The star of the exhibition will be the first example ever made, 917-001 (above left), which has been restored by the museum to its original condition, ready for the 50th anniversary. It’s shown here at the Retro Classics show in Stuttgart. It was the first of the 25 Porsche 917s that had to be made to meet the requirement for type approval, and it made its debut at the Geneva Motor Show on 12 March 1969 wearing bodywork in white with a green front section. It was repainted in white and orange (below left) for the International Motor Show in Frankfurt the same year and then, when Porsche later announced the transfer of its racing activities to the J.W. Automotive Engineering team, 917-001 was refinished in the colors of US oil company and sponsor, Gulf (below right): the now-legendary light blue and orange. Later still it was reworked as a short-tail version and painted in the livery of the 1970 Le Mans-winning Richard Attwood car.

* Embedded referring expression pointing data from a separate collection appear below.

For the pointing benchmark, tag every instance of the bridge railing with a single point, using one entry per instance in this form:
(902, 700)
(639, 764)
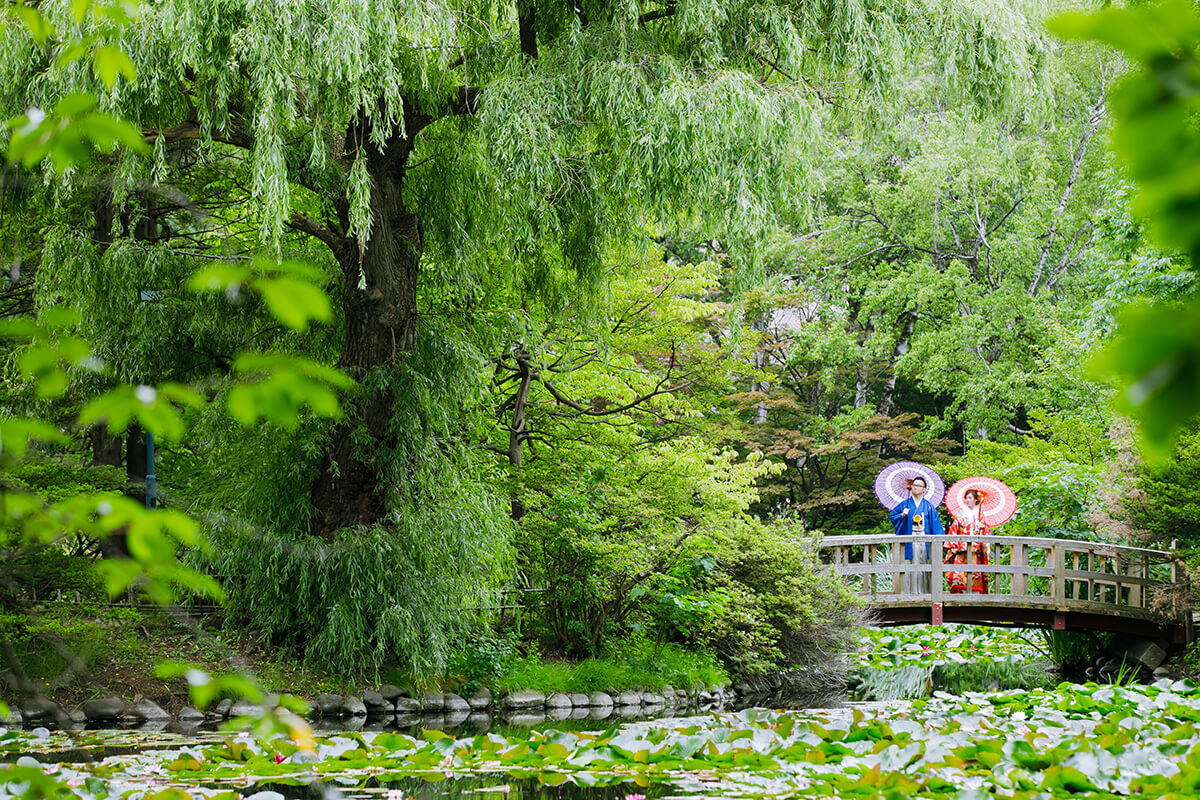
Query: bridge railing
(1025, 572)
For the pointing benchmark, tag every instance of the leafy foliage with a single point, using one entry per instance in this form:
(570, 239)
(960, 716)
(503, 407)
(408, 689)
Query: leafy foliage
(1153, 132)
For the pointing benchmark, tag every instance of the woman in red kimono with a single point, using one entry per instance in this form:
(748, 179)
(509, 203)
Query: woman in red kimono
(969, 522)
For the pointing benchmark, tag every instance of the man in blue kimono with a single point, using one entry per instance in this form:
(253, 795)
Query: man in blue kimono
(916, 517)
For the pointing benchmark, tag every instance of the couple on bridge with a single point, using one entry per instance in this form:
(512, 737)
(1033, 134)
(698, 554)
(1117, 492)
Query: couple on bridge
(917, 515)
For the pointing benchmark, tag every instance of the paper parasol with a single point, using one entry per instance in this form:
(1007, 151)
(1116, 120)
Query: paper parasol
(997, 504)
(892, 483)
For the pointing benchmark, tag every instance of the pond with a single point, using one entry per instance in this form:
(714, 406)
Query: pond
(1105, 741)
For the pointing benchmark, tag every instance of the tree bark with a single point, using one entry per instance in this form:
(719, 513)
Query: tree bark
(379, 304)
(907, 323)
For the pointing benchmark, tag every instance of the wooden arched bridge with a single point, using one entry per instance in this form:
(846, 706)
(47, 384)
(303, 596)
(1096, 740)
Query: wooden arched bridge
(1053, 583)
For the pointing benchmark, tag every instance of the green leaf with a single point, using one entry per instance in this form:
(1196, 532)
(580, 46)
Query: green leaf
(16, 433)
(106, 132)
(293, 301)
(111, 61)
(37, 25)
(217, 277)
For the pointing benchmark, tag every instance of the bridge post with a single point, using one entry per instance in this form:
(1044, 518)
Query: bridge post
(936, 566)
(898, 559)
(1018, 559)
(1060, 575)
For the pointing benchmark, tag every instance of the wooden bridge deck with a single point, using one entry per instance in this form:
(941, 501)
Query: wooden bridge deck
(1055, 583)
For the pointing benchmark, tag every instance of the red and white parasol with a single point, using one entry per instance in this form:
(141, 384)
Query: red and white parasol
(997, 503)
(893, 481)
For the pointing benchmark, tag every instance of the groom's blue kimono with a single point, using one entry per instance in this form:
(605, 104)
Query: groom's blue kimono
(901, 522)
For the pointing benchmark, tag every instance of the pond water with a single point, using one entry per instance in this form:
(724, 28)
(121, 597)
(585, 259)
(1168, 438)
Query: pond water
(1104, 741)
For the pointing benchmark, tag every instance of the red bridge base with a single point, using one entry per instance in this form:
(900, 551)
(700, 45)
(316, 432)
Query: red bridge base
(1009, 617)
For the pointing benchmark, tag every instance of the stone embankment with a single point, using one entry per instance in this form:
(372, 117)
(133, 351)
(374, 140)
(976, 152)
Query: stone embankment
(390, 707)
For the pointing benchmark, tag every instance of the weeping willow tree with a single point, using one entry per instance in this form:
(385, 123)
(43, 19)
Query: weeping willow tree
(473, 149)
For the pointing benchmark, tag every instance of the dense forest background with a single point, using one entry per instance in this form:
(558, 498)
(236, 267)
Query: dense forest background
(467, 331)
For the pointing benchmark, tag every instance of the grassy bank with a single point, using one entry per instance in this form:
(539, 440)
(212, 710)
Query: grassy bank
(73, 653)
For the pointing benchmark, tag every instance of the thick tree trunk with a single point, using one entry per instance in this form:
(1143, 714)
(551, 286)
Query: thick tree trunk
(907, 323)
(517, 433)
(379, 304)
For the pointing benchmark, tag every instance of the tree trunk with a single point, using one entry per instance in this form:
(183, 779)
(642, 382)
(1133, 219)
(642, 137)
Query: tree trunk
(907, 323)
(379, 305)
(517, 433)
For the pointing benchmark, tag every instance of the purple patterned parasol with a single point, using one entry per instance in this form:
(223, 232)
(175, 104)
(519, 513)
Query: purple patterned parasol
(892, 483)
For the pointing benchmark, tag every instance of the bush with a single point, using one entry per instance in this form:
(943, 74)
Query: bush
(91, 636)
(781, 608)
(631, 663)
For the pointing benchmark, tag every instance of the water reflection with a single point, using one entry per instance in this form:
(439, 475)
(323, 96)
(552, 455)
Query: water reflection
(922, 680)
(485, 787)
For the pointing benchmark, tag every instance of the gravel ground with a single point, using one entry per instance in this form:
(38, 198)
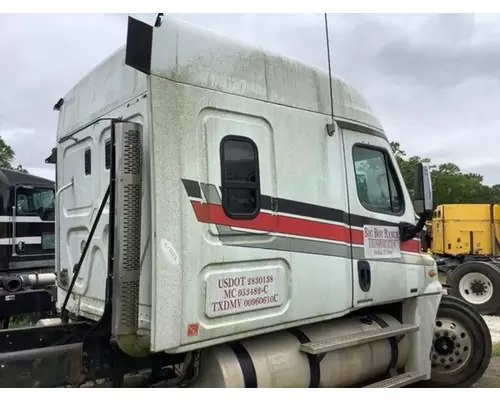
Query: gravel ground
(493, 323)
(491, 378)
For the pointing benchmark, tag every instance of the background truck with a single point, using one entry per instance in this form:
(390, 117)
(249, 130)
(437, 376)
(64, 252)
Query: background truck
(465, 243)
(229, 217)
(27, 242)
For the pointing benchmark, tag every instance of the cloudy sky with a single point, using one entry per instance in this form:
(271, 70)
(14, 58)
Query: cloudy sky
(433, 80)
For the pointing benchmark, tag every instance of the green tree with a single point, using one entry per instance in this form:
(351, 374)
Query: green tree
(7, 157)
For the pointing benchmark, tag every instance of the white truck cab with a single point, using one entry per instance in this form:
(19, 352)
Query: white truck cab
(239, 227)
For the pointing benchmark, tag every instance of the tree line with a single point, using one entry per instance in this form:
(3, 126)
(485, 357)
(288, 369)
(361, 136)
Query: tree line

The many changes that had been made to 917-001 made the restoration extra-difficult. For over a year the museum mechanics, all former technicians and engineers from Zuffenhausen and Weissach, worked with the archives department and partner companies on its restoration, with the priority of the conservation and reuse of the car’s original materials wherever possible. Tests were carried out to determine which of the body materials were original and could be reused, using material analysis and comparison with historical design drawings and photographs. Body parts for the front and rear sections were reproduced using both modern 3D technology and reference to the original design drawings, and the rear section of the aluminium space frame was also restored with the aid of original documents. Now it is just as it would have been at Geneva 50 years ago.